Bond accounting principles

2. Periodic amortization of the bond discount or premium

For bonds issued at face value, interest payment entries are simple: debit Interest Expense and credit Cash. Discounts and premiums, on the other hand, add a layer of complexity to interest payments. A discount represents additional interest expense that must be amortized over the life of the loan, while a premium represents a reduction in interest expense that also needs to be amortized. There are two methods we can use to spread out the discount or premium over the life of the bond.

The straight-line method divides the discount or premium evenly among all interest payments. In our example of the bond issued at a discount, $7,056 ($70,560 divided by ten payments) is added to the $60,000 payment to arrive at interest expense for the period. For the premium bond, the $60,000 payment is reduced by $8,032 ($80,320 divided by ten payments) to derive interest expense.

The effective interest rate method is somewhat more complicated.

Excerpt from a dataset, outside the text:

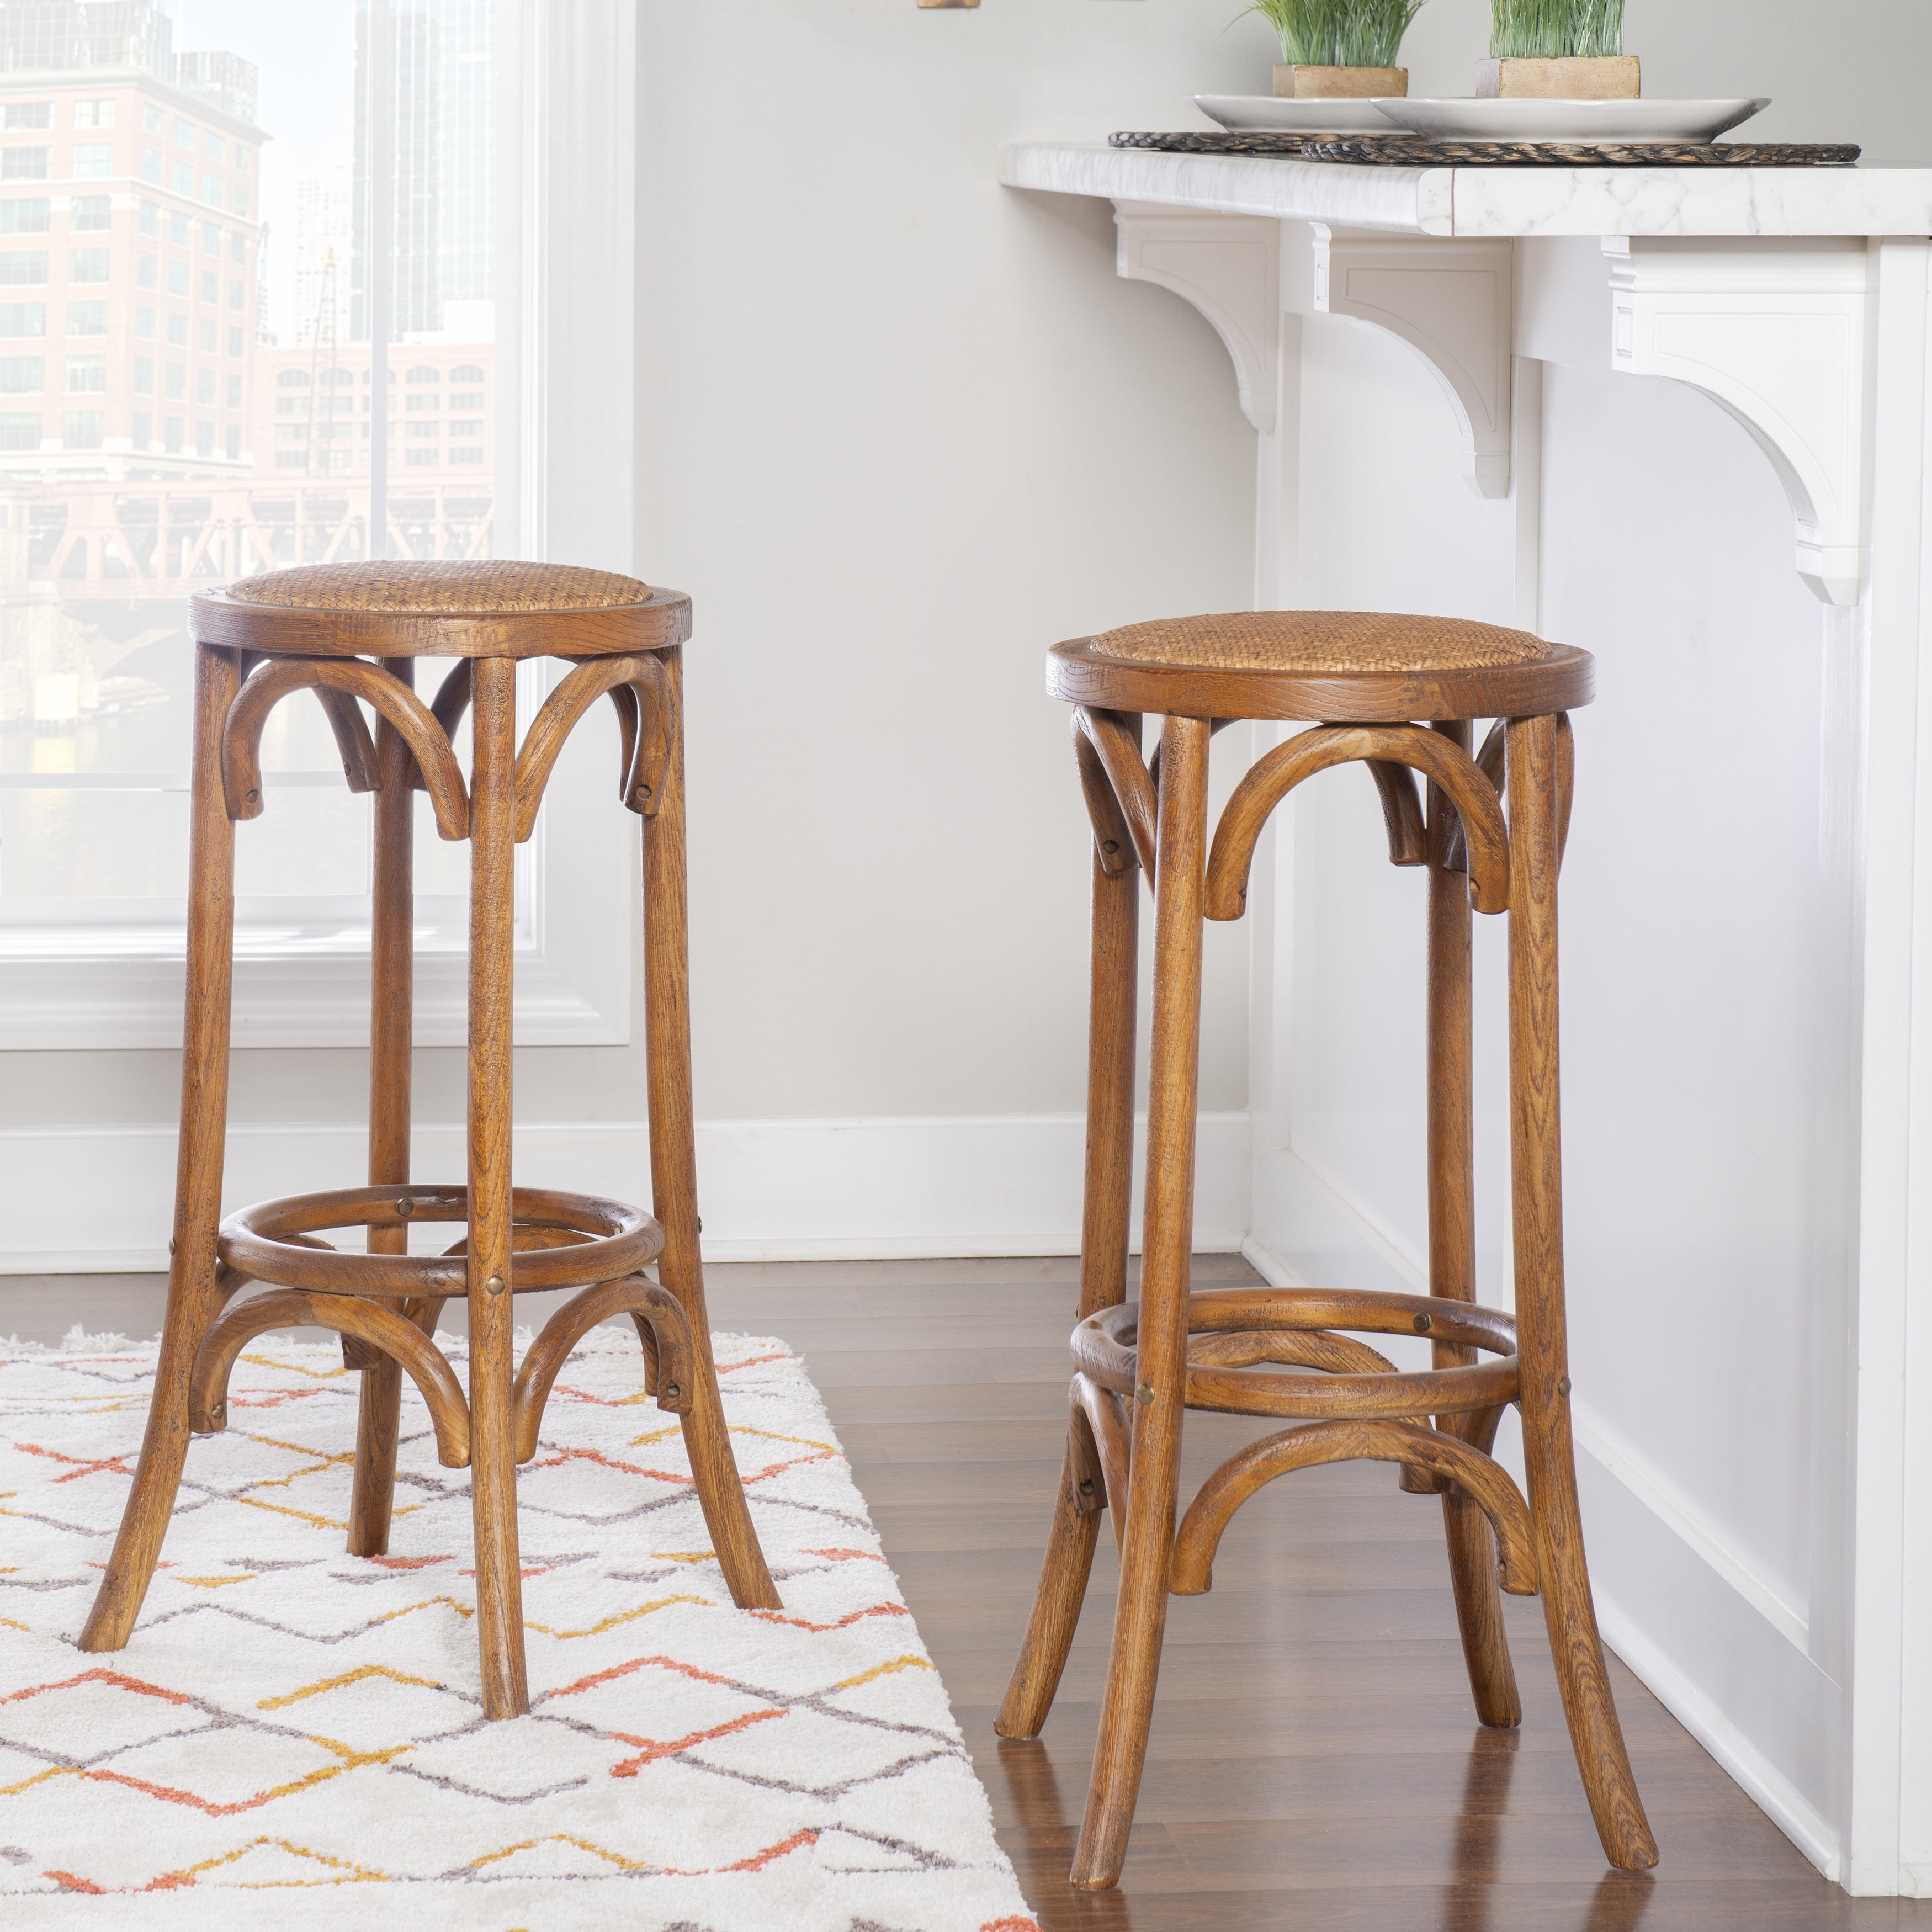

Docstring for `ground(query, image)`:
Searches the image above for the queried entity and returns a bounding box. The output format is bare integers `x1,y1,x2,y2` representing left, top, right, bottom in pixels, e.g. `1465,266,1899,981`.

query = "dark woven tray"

Total interest expense is first found by multiplying the market rate by the previous book (carrying) value of the bond, which is face value plus any unamortized premium or less any unamortized discount. The interest expense calculated is then split between the periodic interest payment and the discount or premium. Below is the accounting entry made for periodic interest payments - we’ll stick with the face value bond and the discounted bond under both possible methods.

Account Names

Debits

Credits

Face Value

   

Interest Expense

60,000

 

     Cash

 

60,000

     

Discount, Straight-Line Method

   

Interest Expense

67,056

 

     Discount on Bond Payable*

 

7,056

     Cash

 

60,000

     

Discount, Effective Interest Rate Method

   

Interest Expense**

65,061

 

     Discount on Bond Payable

 

5,061

     Cash

 

60,000

(*) $7,056 = $70,560 ÷ 10

(**) $65,061 = $929,440 x 7%, rounded

Eventually, the bond’s book value equals its face value after the last interest payment under both methods - this can be shown using an amortization schedule projected out over the life of the loan. If the difference in interest expense between the two methods is material, US GAAP requires the effective interest method because it better matches interest expense with the carrying amount of the loan. Otherwise, either method may be chosen. Note that if interest payments are made on a semiannual basis, the interest rates used above would be cut in half for each payment.

You should be aware that corporations sometimes buy their own bonds on the open market. The accounting entry for early debt retirement is complex and is beyond the scope of this article.